I saw this last night. That is as bad as free climbing.

Just plain dumb. He said he was going to try and ride a bigger wave too. He will ride it right into a box.

That much water surely weights more than a 10 jumbo jets. (about 150-180 tons each)
 
Doomsday101;4235765 said:
It is what they do.

Probably what Hemmingway would have said.

/The Young Man and the Sea
 
I could be the first to break my face, so I had better not try.
 
Joe Rod;4236017 said:
I could be the first to break my face, so I had better not try.

There are a few thousands who beat you to it.

Here are just a few :D

[youtube]wLOOlmI17Vk&feature[/youtube]
 
I didn't realize surfers get that messed up when they fall.
 
Rynie;4236121 said:
I didn't realize surfers get that messed up when they fall.

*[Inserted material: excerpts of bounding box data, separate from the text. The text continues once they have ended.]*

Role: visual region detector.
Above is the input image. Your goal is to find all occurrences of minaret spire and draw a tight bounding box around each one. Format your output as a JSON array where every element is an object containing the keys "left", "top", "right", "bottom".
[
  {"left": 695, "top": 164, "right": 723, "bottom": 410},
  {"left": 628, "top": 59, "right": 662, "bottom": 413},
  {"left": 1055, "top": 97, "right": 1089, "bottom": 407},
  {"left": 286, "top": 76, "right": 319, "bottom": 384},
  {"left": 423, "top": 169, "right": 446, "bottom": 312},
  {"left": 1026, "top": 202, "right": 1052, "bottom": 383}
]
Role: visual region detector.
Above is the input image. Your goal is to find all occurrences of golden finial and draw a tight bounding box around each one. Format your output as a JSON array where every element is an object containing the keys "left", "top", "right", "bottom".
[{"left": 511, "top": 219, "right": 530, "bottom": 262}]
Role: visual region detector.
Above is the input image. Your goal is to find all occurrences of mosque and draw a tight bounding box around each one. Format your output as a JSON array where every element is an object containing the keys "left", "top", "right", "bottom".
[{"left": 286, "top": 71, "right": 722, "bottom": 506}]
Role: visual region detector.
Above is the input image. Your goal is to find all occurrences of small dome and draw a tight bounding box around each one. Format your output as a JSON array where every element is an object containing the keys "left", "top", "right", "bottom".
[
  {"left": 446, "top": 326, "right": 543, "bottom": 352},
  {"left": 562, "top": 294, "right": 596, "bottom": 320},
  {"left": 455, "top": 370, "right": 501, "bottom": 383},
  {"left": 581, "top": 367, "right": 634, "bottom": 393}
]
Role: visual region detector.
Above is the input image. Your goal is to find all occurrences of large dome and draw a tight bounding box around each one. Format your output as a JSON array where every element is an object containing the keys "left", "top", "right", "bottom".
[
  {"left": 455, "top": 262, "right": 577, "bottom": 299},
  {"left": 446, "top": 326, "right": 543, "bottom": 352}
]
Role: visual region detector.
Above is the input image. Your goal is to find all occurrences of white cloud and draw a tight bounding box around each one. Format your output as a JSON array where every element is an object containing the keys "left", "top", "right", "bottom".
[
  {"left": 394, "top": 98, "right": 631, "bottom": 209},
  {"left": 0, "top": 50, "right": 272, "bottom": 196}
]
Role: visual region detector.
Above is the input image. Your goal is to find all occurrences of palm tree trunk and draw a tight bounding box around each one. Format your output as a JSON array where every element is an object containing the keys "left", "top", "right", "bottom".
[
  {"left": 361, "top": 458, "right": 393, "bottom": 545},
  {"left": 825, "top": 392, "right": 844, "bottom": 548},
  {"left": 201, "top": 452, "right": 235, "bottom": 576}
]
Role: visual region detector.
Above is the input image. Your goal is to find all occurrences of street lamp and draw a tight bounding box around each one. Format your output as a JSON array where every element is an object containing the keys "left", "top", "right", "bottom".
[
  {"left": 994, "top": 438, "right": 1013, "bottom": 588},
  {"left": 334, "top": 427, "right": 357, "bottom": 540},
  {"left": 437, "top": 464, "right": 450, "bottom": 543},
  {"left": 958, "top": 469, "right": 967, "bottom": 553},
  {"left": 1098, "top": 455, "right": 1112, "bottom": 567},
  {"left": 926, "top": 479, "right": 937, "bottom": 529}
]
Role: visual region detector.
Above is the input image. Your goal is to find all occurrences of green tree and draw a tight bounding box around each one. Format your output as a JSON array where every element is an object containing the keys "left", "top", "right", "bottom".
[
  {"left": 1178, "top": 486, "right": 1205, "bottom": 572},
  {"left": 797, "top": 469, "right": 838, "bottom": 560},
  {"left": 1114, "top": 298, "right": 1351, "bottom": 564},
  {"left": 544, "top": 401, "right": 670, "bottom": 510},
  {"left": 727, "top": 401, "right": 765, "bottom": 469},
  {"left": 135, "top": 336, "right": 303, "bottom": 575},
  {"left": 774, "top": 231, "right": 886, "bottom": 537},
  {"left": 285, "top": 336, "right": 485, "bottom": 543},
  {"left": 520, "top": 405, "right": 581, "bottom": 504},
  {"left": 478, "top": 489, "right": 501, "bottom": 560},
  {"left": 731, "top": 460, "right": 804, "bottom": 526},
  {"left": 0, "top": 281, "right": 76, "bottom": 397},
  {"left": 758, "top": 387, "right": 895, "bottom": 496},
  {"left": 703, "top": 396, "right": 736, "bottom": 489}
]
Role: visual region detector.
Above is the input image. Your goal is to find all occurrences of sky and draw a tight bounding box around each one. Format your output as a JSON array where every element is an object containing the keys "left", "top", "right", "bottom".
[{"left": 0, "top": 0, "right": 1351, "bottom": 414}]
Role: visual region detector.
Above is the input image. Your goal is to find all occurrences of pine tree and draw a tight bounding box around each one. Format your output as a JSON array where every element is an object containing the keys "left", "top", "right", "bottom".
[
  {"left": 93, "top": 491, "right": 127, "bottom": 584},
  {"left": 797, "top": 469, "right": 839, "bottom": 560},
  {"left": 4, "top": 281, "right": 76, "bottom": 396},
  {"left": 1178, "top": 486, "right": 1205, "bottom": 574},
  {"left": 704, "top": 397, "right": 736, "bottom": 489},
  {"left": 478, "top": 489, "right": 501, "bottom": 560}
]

Those waves and the power behind them will break a surf board in half and mess you up and in some cases cost you your life
 
Doomsday101;4236147 said:
Those waves and the power behind them will break a surf board in half and mess you up and in some cases cost you your life

I imagine! I just never thought of it that way.
 
Saltwater weighs about 8.5 pounds per gallon and there are about 264 gallons per cubic meter. While it isn't a solid and fluid dynamics change when you add air to the mix, i.e. water falling from the crest of a wave, being at the bottom of that wave when the crest falls has enough force to crush your body. Wrong place, wrong time, and they notify your next of kin.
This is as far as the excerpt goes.